But never fear, fans. The iconic Florida fiction writer plans to keep publishing his wildly beguiling novels.
Journalist and bestselling author Carl Hiaasen will retire from writing his column for the Miami Herald in March.
Journalist and bestselling author Carl Hiaasen will retire from writing his column for the Miami Herald in March. [ Elena Seibert ]
Published Jan. 29

Ask people anywhere in the country to name a Florida writer, and odds are they’ll say, “Carl Hiaasen.”

And then they’ll say, “I love that guy.”

He’s earned that fame and affection with two distinguished, parallel careers, one as the author of 15 bestselling satirical crime novels for adults and six books for kids, and the other as a take-no-prisoners journalist and columnist for the Miami Herald.

Come March, one of those careers will draw to a close.

The Herald announced Friday that Hiaasen will publish his last opinion column on March 14. Hiaasen has had a 45-year career at the newspaper, starting work there when he was 23 and soon joining the investigative reporting team.

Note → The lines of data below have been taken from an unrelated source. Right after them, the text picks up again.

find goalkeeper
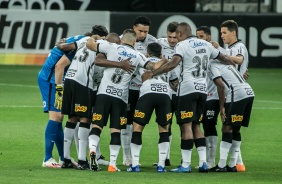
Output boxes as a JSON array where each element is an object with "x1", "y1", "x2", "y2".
[{"x1": 38, "y1": 27, "x2": 101, "y2": 168}]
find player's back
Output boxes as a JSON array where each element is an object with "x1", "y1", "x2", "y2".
[
  {"x1": 209, "y1": 60, "x2": 254, "y2": 102},
  {"x1": 97, "y1": 43, "x2": 148, "y2": 103},
  {"x1": 65, "y1": 37, "x2": 100, "y2": 91},
  {"x1": 39, "y1": 35, "x2": 85, "y2": 83},
  {"x1": 179, "y1": 37, "x2": 218, "y2": 82}
]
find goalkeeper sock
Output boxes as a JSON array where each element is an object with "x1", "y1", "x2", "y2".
[
  {"x1": 44, "y1": 120, "x2": 58, "y2": 161},
  {"x1": 55, "y1": 122, "x2": 64, "y2": 161}
]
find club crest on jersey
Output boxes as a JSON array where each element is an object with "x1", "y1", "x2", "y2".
[
  {"x1": 231, "y1": 115, "x2": 243, "y2": 123},
  {"x1": 180, "y1": 111, "x2": 193, "y2": 119},
  {"x1": 166, "y1": 113, "x2": 172, "y2": 121},
  {"x1": 75, "y1": 104, "x2": 87, "y2": 112},
  {"x1": 120, "y1": 117, "x2": 127, "y2": 125},
  {"x1": 117, "y1": 46, "x2": 136, "y2": 58},
  {"x1": 92, "y1": 113, "x2": 102, "y2": 121},
  {"x1": 134, "y1": 110, "x2": 145, "y2": 118}
]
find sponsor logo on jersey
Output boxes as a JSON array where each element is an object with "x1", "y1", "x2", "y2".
[
  {"x1": 180, "y1": 111, "x2": 193, "y2": 119},
  {"x1": 92, "y1": 113, "x2": 102, "y2": 121},
  {"x1": 117, "y1": 46, "x2": 137, "y2": 58},
  {"x1": 166, "y1": 113, "x2": 172, "y2": 121},
  {"x1": 231, "y1": 115, "x2": 243, "y2": 123},
  {"x1": 134, "y1": 110, "x2": 145, "y2": 118},
  {"x1": 120, "y1": 117, "x2": 127, "y2": 125},
  {"x1": 189, "y1": 40, "x2": 207, "y2": 48},
  {"x1": 75, "y1": 104, "x2": 87, "y2": 112}
]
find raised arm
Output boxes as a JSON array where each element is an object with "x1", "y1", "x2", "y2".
[{"x1": 86, "y1": 35, "x2": 101, "y2": 52}]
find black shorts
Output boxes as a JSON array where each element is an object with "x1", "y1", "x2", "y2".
[
  {"x1": 126, "y1": 89, "x2": 140, "y2": 125},
  {"x1": 62, "y1": 79, "x2": 96, "y2": 118},
  {"x1": 225, "y1": 96, "x2": 254, "y2": 127},
  {"x1": 92, "y1": 94, "x2": 127, "y2": 129},
  {"x1": 202, "y1": 99, "x2": 220, "y2": 126},
  {"x1": 133, "y1": 93, "x2": 172, "y2": 127},
  {"x1": 171, "y1": 94, "x2": 178, "y2": 113},
  {"x1": 176, "y1": 92, "x2": 207, "y2": 124}
]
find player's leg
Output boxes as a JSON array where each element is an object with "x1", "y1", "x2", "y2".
[
  {"x1": 61, "y1": 116, "x2": 78, "y2": 168},
  {"x1": 170, "y1": 94, "x2": 194, "y2": 173},
  {"x1": 210, "y1": 102, "x2": 234, "y2": 172},
  {"x1": 89, "y1": 94, "x2": 109, "y2": 171},
  {"x1": 122, "y1": 89, "x2": 139, "y2": 166},
  {"x1": 77, "y1": 119, "x2": 91, "y2": 170},
  {"x1": 38, "y1": 76, "x2": 63, "y2": 168},
  {"x1": 108, "y1": 97, "x2": 127, "y2": 172},
  {"x1": 127, "y1": 94, "x2": 153, "y2": 172}
]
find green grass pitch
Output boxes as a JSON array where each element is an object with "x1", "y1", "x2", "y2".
[{"x1": 0, "y1": 65, "x2": 282, "y2": 184}]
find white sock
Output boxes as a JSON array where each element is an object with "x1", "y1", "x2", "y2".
[
  {"x1": 158, "y1": 142, "x2": 169, "y2": 167},
  {"x1": 121, "y1": 125, "x2": 132, "y2": 160},
  {"x1": 237, "y1": 149, "x2": 244, "y2": 165},
  {"x1": 89, "y1": 134, "x2": 100, "y2": 153},
  {"x1": 205, "y1": 137, "x2": 211, "y2": 163},
  {"x1": 229, "y1": 140, "x2": 241, "y2": 167},
  {"x1": 63, "y1": 126, "x2": 75, "y2": 159},
  {"x1": 131, "y1": 143, "x2": 142, "y2": 167},
  {"x1": 197, "y1": 146, "x2": 207, "y2": 166},
  {"x1": 96, "y1": 141, "x2": 101, "y2": 158},
  {"x1": 166, "y1": 135, "x2": 172, "y2": 160},
  {"x1": 218, "y1": 141, "x2": 232, "y2": 168},
  {"x1": 210, "y1": 136, "x2": 218, "y2": 166},
  {"x1": 109, "y1": 144, "x2": 120, "y2": 167},
  {"x1": 181, "y1": 149, "x2": 192, "y2": 168},
  {"x1": 74, "y1": 122, "x2": 80, "y2": 156},
  {"x1": 78, "y1": 126, "x2": 89, "y2": 161}
]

He started writing his columns for the Herald a decade later. Their tone is suggested by the titles of the three collections of them published in book form: Kick Ass (1999), Paradise Screwed (2001) and Dance of the Reptiles (2014).

Florida native Hiaasen is a fierce protector of his beloved state, and in his columns he’s gone after more polluters, developers, grifters, politicians and grifting politicians than you can shake a python at.

People like that have hardly gone extinct, so it’s not like Hiaasen has run out of material. But writing, he told Herald reporter Andres Viglucci, can be “like giving birth to a porcupine.”

At age 67, he said, “It’s a good time to step away.”

Related: Watch an interview with Carl Hiaasen.

But fans of his fiction will be happy to know he’s not going to stop writing books. “There are a lot of books and projects I’d still like to do, and I might as well do that now,” he said.

Hiaasen has been a frequent featured author at the Tampa Bay Times Festival of Reading, most recently in 2020, and he always draws adoring crowds.

His novels, starting with Tourist Season in 1986, have always fed off and satirized the corruption and outrageousness he covered as a journalist. And they’re all about Florida, in all its weird glory.

The most recent, Squeeze Me, published last year, is set in Palm Beach and revolves around a massively corrupt, egotistical politician known only by his Secret Service code name, Mastodon.